Jill is spoiled, shallow, and short-sighted, but she's so driven toward her goal in this scene that you can't help but root for her a little. Or rather, you can't help but feel a little bit of pity — the harm she's doing to herself and others is not worth it, but she clearly believes it is without any doubt whatsoever. All we can do is watch as she barrels through her plan with unflinching motivation. When she's escorted out of the house on a stretcher and all the reporters are asking her questions and calling her a hero, she seems so happy that we almost — and I mean, almost — want her to get away with it.

Standing on its own two feet

Of course, the moment Jill finds out Sidney is still alive, it's very clear where "Scream 4" will go next. You can nitpick the final sequence to death if you want to — why is this hospital so empty? — but thematically, it all ties together well. "You forgot the first rule of remakes," Sidney tells Jill's corpse at the end. "Don't f**k with the original."

Though it largely pretends to be a requel, "Scream 4" instead serves as a bold condemnation of requel culture. Audiences may have been disappointed that the movie ended with no new surviving characters (except Judy Hicks), which would put the next "Scream" movie in an awkward position. How will the franchise continue if there isn't a new pool of survivors to carry it forth? But "Scream 4" doesn't care. It doesn't exist to set up some future film — it is its own thing, to be judged entirely on its own merits.
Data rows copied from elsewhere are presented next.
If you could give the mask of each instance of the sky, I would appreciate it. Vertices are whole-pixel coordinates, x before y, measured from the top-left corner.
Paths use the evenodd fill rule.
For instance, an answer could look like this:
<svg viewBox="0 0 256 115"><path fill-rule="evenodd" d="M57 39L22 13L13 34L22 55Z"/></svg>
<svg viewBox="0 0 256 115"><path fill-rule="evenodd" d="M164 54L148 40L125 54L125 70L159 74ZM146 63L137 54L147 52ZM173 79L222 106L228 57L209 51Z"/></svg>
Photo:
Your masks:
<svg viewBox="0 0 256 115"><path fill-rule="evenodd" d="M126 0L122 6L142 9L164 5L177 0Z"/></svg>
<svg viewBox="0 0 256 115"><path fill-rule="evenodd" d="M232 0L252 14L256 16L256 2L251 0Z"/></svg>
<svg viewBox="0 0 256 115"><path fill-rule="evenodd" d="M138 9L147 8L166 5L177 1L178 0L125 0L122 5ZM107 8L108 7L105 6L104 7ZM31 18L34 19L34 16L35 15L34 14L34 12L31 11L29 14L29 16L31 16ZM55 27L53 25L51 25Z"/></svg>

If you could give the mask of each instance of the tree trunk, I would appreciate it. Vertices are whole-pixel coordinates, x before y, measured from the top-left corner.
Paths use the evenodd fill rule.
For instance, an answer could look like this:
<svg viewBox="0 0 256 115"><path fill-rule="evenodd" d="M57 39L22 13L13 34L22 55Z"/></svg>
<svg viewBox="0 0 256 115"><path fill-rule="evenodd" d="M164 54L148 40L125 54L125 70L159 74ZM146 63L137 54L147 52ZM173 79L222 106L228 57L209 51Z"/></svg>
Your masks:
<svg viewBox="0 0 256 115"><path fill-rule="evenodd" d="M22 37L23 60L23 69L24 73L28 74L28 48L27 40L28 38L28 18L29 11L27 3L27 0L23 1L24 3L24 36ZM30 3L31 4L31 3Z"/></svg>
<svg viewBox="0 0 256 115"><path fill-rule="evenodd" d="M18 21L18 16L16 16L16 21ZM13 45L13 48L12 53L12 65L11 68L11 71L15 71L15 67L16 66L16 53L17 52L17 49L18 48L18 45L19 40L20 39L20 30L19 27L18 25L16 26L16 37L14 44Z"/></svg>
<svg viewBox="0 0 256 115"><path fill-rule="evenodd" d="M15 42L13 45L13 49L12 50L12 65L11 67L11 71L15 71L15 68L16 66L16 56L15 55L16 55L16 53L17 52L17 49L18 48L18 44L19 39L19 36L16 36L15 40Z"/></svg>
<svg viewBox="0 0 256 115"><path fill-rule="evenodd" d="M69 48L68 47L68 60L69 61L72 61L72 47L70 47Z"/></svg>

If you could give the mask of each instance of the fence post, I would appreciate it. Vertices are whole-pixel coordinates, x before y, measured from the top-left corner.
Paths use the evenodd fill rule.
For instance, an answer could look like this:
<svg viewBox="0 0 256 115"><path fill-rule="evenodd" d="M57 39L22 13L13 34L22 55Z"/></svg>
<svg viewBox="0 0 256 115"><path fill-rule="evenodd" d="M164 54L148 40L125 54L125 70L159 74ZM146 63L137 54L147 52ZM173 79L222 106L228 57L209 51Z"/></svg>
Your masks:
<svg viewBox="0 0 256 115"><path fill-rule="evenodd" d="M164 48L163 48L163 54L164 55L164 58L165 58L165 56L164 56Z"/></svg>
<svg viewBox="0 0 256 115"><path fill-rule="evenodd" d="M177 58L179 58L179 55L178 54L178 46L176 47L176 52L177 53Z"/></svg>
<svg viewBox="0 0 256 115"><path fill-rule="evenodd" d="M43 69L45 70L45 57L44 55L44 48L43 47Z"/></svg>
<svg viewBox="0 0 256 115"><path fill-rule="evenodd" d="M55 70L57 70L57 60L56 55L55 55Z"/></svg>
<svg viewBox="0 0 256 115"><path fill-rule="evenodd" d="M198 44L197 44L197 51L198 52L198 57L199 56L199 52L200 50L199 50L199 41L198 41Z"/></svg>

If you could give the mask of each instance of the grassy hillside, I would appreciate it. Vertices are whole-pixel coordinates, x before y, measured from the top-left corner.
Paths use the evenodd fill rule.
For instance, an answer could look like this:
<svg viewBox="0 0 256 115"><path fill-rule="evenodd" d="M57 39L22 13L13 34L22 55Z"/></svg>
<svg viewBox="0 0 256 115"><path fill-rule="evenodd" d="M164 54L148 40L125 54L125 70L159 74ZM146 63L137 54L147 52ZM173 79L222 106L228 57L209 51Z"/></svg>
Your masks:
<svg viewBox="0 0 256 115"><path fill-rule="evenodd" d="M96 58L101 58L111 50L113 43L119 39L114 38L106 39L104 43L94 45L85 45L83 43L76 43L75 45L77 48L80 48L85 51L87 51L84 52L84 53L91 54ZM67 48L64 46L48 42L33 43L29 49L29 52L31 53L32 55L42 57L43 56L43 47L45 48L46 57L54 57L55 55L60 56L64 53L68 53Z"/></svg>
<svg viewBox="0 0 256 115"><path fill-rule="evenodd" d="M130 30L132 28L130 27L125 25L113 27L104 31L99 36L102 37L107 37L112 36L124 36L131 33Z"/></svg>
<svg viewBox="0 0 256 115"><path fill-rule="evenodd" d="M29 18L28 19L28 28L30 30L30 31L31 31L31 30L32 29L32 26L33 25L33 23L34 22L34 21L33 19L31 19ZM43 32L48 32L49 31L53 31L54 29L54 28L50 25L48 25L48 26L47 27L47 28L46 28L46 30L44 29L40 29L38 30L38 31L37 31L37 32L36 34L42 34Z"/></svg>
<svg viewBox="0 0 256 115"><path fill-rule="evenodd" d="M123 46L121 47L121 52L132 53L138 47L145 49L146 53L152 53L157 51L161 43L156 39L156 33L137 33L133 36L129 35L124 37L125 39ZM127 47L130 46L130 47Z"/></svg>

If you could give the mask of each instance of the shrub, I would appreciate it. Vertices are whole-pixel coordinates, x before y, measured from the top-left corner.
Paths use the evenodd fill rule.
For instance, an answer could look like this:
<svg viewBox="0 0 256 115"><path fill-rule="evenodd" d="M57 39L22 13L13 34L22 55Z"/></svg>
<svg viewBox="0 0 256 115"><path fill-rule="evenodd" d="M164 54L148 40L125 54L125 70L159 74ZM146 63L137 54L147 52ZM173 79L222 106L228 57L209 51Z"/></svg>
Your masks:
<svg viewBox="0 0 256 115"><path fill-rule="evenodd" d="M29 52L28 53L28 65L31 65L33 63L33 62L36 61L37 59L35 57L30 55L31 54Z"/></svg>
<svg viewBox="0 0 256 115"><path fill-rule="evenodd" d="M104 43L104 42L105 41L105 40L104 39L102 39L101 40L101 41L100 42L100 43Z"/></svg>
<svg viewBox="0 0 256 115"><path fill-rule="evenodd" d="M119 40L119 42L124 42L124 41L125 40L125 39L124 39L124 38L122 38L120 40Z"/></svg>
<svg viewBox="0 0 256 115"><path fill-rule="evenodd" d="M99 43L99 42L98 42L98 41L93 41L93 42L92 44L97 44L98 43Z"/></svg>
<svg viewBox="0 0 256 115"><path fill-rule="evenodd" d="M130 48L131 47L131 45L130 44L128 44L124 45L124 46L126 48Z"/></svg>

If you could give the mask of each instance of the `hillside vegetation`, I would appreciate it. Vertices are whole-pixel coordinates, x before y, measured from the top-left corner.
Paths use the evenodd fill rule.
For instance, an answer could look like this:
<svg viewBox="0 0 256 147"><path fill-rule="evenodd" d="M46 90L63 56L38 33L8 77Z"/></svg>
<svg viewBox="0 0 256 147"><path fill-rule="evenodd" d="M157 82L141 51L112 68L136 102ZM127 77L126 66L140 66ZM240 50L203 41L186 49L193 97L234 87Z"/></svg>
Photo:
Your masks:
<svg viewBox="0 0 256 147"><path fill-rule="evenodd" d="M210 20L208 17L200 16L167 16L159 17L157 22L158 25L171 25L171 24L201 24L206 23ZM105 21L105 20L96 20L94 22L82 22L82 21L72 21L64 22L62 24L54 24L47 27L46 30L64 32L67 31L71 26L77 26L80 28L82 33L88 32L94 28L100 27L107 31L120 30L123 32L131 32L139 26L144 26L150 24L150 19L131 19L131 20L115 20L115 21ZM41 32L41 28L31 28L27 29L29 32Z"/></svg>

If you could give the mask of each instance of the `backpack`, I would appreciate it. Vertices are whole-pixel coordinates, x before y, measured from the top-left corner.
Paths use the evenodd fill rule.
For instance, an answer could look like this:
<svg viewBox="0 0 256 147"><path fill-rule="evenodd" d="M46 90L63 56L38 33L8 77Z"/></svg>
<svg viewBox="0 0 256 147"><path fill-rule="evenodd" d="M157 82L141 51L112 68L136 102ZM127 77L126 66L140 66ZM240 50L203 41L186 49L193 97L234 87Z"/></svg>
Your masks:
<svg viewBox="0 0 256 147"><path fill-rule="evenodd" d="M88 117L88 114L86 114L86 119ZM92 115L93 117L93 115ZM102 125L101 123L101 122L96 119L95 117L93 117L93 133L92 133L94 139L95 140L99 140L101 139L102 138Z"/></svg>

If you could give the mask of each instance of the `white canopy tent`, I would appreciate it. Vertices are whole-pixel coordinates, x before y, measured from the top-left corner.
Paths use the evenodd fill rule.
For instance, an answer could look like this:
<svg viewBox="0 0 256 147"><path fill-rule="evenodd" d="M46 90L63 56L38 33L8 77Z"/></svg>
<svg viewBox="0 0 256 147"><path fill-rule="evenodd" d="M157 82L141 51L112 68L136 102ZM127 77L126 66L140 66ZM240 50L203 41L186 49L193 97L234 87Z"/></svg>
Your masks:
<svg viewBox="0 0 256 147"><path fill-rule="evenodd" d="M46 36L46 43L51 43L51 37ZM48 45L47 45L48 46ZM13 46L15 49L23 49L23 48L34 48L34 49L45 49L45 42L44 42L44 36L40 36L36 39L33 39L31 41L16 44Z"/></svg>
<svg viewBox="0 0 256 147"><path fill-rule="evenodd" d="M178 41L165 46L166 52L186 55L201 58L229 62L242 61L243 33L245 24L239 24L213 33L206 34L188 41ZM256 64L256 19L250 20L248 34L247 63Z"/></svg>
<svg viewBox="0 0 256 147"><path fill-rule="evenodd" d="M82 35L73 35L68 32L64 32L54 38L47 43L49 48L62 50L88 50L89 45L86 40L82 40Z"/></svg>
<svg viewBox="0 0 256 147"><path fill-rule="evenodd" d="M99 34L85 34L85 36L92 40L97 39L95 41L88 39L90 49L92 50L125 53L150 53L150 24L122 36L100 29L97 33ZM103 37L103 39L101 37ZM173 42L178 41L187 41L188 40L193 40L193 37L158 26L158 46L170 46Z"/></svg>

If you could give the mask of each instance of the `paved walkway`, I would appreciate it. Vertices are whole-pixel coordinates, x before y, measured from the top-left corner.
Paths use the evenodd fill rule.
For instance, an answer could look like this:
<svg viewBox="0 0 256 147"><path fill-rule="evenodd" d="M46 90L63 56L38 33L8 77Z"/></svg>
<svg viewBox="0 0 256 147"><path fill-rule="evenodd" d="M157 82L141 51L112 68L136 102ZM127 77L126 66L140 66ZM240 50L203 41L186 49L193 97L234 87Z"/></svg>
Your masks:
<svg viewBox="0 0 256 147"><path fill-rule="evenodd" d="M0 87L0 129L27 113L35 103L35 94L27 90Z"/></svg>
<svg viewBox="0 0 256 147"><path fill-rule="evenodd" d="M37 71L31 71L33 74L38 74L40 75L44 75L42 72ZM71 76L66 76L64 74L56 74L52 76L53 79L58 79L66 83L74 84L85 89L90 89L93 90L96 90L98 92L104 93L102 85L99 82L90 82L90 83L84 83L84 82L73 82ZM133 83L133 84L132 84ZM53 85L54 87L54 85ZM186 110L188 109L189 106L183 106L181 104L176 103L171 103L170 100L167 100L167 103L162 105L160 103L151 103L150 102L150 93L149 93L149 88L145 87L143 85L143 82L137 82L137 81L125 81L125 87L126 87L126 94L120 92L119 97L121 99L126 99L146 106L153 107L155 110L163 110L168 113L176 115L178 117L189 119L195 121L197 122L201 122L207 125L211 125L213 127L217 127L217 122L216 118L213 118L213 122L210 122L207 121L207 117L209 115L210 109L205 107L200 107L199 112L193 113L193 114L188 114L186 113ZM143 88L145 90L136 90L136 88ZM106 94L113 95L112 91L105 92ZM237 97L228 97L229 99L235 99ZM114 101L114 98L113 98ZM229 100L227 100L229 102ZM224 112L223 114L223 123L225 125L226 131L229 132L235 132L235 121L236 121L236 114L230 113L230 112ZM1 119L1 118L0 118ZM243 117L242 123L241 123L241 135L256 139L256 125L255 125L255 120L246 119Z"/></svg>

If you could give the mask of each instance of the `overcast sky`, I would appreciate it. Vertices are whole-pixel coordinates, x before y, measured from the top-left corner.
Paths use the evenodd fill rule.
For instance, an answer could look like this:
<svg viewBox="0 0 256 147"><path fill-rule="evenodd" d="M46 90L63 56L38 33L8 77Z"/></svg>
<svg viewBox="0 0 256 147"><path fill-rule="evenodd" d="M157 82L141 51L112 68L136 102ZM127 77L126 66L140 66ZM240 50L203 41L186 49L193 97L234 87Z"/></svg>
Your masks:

"Scream 4" is far from the best in the series, but it also doesn't deserve to be the forgotten entry. In a Hollywood landscape where every franchise seems interested in running indefinitely, where so many movies are written at least partly as teasers for future movies, "Scream 4" deserves credit for having the nerve to be different. It may not have revived the franchise, but there's so much more to a movie than that.